Concerning genomic prediction of complex traits, relatedness between individuals in the training set and those to be predicted is key for maximizing the additive value prediction accuracy, regardless of the population. Our results indicate that relatedness affects prediction accuracy more than LD, especially when measured based on the genomic additive relationship matrix. Liu et al. (2015) and Wientjes et al. (2013) showed that the level of relationship between individuals in the training and selection sets has a much higher effect on prediction accuracy than LD. It is also important to highlight that the additive value prediction accuracy is proportional to the average coancestry coefficient in the population (correlation of 0.89 in our study) and that high prediction accuracy can be achieved with even a relatively low level of relationship. In our study, the maximum value for the average coancestry coefficient was approximately 0.01. Concerning the populations, higher additive value prediction accuracy was achieved by minimizing the number of progeny and maximizing the number of members, especially with inbred- and non-inbred full-sibs. This implies that human populations, composed of, in general, full-sib families of few members, are better suited for GWAS than for genomic prediction of complex traits. Using stochastic simulation, Vela-Avitua et al. (2015) compared the additive value prediction accuracy from pedigree-based BLUP, IBS GBLUP (VanRaden’s G), and IBD GBLUP (Fernando and Grossman’s G). Regardless of the trait heritability, IBS GBLUP provided the highest accuracy under high SNP density. For lower SNP density, IBD GBLUP performed better.

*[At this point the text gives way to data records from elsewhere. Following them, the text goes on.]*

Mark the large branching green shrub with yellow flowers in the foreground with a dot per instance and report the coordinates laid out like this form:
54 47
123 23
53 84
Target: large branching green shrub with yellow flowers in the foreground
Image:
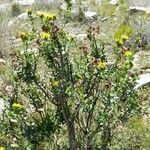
67 97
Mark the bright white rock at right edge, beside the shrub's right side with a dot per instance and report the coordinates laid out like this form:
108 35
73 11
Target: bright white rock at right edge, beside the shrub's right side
144 79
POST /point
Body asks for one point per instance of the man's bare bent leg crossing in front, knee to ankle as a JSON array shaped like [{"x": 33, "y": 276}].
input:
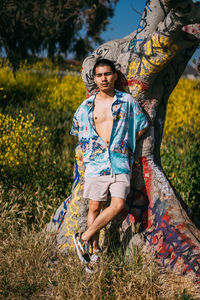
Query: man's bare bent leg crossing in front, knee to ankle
[{"x": 116, "y": 205}]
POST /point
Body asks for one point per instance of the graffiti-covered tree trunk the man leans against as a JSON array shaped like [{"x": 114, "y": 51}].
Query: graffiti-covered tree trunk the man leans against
[{"x": 150, "y": 62}]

In the context of genomic selection, where the main objective is to shorten the selection cycle, maximizing the genetic gain per cycle and minimizing the cost per unit of genetic gain (Meuwissen et al. 2013), a breeder can define the training set size as 40% of the selection population size. This will provide a relative prediction accuracy of additive values of at least 0.80, compared to selection based on measuring all individuals in the population, except for half-sibs. With inbred full-sibs the accuracy can be 10 to 29% greater than the theoretical maximum accuracy. Concerning genomic prediction of complex human traits, geneticists should have lower training set size relative to the reference population size. Assuming reduced training set size (5 to 10% of the reference population), the relative prediction accuracy of sibs and descendants computed from genotyped and phenotyped sibs and unrelated parents, respectively, ranged from approximately 0.30–0.60 with half-sibs to 0.80–1.00 for inbred full-sibs (prediction accuracy of sibs computed for training set sizes of 5 and 10% of the reference population based on a quadratic regression model). Based on type-2 diabetes and height data sets, de los Campos et al. (2013b) and Makowsky et al. (2011) observed equivalent prediction accuracy based on pedigree-BLUP, GBLUP, and Bayesian Lasso (0.50), assuming training and testing set sizes of approximately 90 and 10%. The genomic prediction accuracy for unrelated individuals was 0.18, regarding type-2 diabetes. The maximum expected genomic prediction accuracy was 0.89 for the three data sets. This implies in relative accuracies of 0.60 and 0.20 for related and non-related individuals. In both investigations the authors conclude that whole-genome methods provide a promising approach for the prediction of complex traits.

In conclusion, the relationship information is a key factor for both GWAS and genomic prediction of complex trait, for effective control of the type I error rate and decreasing the number of significant associations outside of the QTL intervals, and for maximizing the prediction accuracy of additive or genotypic value, respectively. The identification of low heritability QTLs from GWAS requires greater sample sizes. The estimates of additive value prediction accuracy support previous statements that whole-genome regression methods have potential use in preventive and personalized medicine and for genomic selection.